A couple of the press notices for the screamingly funny Book of Mormon have primly suggested that it is a childish, or at best an undergraduate effort. These are the same sort of people who like to say that pornography is boring, Los Angeles is ‘fake’ and Woody Allen isn’t the least bit funny (but they liked his early work). Mind you, it’s always impressive to say you like someone’s early work because it implies a comprehensive knowledge of their oeuvre. As a matter of fact, I prefer my own early work, and it is a sign of my maturity and self-knowledge that I believe it to be my best, having gone slowly off over the last 50 years.

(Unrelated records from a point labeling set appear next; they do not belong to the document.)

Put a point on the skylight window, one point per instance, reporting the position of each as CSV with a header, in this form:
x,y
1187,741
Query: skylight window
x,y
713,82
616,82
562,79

It’s April, and it must be 25 years since that 20 April when I stayed at a hotel in Hamburg and asked the concierge why the restaurant had been closed to guests. ‘Private party’ was all I got, as I stood in the lobby and watched a sedate throng of elderly, distinguished-looking people in vicuna and Persian lamb filing into the chamber where I had hoped to enjoy lunch. Only when I told my German friends Wolf and Eva about it that evening did they laugh and explain: ‘Don’t you know what day it is? Hitler’s birthday of course!’
Under a false name, I have often tried to submit my own stuff to Pseud’s Corner in Private Eye but, surprisingly, with no success. The following ought to do the trick. Not seldom I ruminate upon missed opportunities, many of which have occurred in bars, parked cars, bookshops and salerooms. Although I do not think of myself as a ‘snowdropper’ (an Australian term for a man who habitually steals women’s underwear from clothes-lines), I once bought a pair of beautiful lace-trimmed knickers at Sotheby’s which had belonged to Heather Firbank, the sister of Ronald Firbank, a writer whose works I collect. I remember the author Patrick White examined Heather’s lingerie with more than a keen interest. However, my biggest disappointment was many years ago when, at an auction in Paris, I shirked the opportunity to acquire, for an extravagant price, the eau de nil panties of Mata Hari, which had been deaccessioned by the Musée de la Préfecture de Police after her execution.
On the way to a film location in far east London, I was dismayed to discover that my driver, a cockney and no longer young, didn’t know that Limehouse had been a Chinese enclave. However, in what is still a post-Blitz wasteland, I discovered in west Stratford the remarkable Cathedral of Sewage, the grandiose Abbey Mills pumping station, a cruciform folly which is a mixture of French gothic, Byzantine, Moorish, Russian Orthodox, Venetian, Flemish and Celtic styles built between 1865 and 1868. If only the men who had so swiftly built this wonder of the East End could have survived to speed up the construction of the Crossrail link.
Last night at a big shindig at Australia House promoting my favourite Australian city, Adelaide, a young journalist (intern?) claiming to work for the Daily Mail asked me if I had ever been to Australia. ‘Is the Pope a Catholic?’ I replied, to her mystification. ‘I thought he was Argentinian,’ responded the sheila as quick as a flash.